Pour prendre sa suite, Laurentiis choisit Rob Cohen, futur réalisateur du premier Fast & Furious et dont elle vient de produire le succès Dragon, l’histoire de Bruce Lee. Si le film sur la vie de la star des arts martiaux ne parle pas d’un vrai dragon, il a le mérite d’avoir coûté 16 millions de dollars et d’en avoir rapporté 63,5 millions. Le type de CV qui plaît. Avec ce nouveau profil à la tête du projet, Universal décide cette fois-ci d’allonger les billets pour mettre un coup d’accélérateur à la production de Cœur de Dragon. Une nouvelle phase de travail commence sur un film à qui on vient de couper la tête. 

 

Cœur de dragon : photo, Dina MeyerKarastrophe

 

En 1993, alors que ça fait maintenant plusieurs années que le projet piétine, Laurentiis et Cohen se rendent ensemble à une projection de Jurassic Park, le nouveau Spielberg qui s’apprête à faire un carton et à révolutionner le monde des effets spéciaux. Au sortir de la séance, le duo tombe d’accord : il faut que le futur Draco soit conçu de la même manière que les dinosaures de tonton Steven. Sauf que, là où le tyrannosaure et ses petits camarades ne représentent que 6'30" minutes de temps d’écran d’images de synthèse, Draco est censé voler la vedette pendant pas moins de 23 minutes à lui tout seul.
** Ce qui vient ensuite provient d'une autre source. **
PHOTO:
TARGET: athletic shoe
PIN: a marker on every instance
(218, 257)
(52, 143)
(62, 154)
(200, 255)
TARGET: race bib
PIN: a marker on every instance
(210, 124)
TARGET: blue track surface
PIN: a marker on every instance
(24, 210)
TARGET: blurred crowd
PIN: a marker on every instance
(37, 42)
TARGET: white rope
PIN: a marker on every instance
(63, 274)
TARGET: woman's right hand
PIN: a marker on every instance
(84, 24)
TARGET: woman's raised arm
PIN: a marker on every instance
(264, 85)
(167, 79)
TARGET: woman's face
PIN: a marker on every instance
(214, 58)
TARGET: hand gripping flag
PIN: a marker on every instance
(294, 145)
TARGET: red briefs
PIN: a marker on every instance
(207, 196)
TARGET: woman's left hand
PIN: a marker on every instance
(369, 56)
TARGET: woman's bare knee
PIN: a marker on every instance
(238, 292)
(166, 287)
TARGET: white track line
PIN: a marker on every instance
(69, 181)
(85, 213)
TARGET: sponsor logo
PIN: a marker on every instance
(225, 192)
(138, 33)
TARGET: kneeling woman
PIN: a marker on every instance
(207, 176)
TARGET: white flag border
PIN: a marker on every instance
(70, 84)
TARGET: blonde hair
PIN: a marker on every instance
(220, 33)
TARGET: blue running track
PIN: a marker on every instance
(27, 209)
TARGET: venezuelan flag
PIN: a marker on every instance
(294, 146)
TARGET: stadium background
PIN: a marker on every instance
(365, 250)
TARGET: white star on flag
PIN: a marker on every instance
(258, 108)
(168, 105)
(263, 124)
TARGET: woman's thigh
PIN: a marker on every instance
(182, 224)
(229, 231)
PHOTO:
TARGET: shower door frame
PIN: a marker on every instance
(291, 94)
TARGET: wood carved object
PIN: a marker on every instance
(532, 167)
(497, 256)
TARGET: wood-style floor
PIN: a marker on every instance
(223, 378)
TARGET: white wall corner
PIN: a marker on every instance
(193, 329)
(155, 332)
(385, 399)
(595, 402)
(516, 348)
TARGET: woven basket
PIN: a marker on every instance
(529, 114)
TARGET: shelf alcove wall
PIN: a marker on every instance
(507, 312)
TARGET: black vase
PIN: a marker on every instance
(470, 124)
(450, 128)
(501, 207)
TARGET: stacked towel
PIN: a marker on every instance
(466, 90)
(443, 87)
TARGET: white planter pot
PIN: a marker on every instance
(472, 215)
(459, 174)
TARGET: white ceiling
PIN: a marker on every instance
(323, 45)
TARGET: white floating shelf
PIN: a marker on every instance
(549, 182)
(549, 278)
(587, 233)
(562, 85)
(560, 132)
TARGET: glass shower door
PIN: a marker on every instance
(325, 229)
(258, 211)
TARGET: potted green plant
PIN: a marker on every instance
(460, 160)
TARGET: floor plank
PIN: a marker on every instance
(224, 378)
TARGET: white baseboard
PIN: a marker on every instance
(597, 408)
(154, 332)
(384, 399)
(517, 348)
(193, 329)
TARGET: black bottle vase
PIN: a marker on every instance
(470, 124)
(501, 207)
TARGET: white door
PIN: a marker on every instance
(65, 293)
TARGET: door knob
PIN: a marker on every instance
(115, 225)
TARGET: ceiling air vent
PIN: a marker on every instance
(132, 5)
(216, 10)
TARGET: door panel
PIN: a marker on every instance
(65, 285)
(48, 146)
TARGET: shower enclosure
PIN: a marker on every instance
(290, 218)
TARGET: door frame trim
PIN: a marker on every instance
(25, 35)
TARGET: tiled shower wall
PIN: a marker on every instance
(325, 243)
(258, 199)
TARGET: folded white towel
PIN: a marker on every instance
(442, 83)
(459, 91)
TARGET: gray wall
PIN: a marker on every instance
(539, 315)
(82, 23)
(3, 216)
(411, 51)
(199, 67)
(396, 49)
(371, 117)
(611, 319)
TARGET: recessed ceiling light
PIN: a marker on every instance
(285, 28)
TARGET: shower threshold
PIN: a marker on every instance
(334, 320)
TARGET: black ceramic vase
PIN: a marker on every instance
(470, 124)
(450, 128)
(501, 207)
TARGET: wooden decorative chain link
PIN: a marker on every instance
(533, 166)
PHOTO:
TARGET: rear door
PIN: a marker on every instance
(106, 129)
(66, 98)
Il faut donc pousser la technologie plus loin, et concevoir pour la première fois au cinéma un personnage principal entièrement généré par ordinateur. C’est là que Phil Tippett entre en scène, le magicien des effets pratiques qui a supervisé la conception des dinosaures de Jurassic Park et qui affiche aussi sur son CV Indiana Jones et le Temple MauditRoboCop et Willow. Tippett n’est pas étranger aux dragons, puisqu’il a travaillé sur Le Dragon du lac de feu en 1981, une modeste production Disney dans laquelle le dragon en question était animé en stop-motion.

 

Cœur de dragon : photo, Dennis QuaidLe régime draconien

 

ça tourne (enfin) !

Avec le sculpteur Peter Konig, Tippett commence à imaginer l’apparence de Draco, en fonction de ce que Rob Cohen souhaite. Celui-ci a plusieurs inspirations pour l’apparence du dragon : celle des statues de lions qui gardent l’entrée des temples chinois pour leur aspect très fier et leurs quatre pattes, celle d’un boa constricteur pour la mâchoire extensible et les crocs rétractables, et celle d’un gorille pour le museau arrondi et l’aspect plutôt mammifère que reptilien. Et avec tout ça, il faut aussi essayer de le faire ressembler un tant soit peu à Sean Connery qui, comme le rêvait Johnson, prêtera sa voix au personnage.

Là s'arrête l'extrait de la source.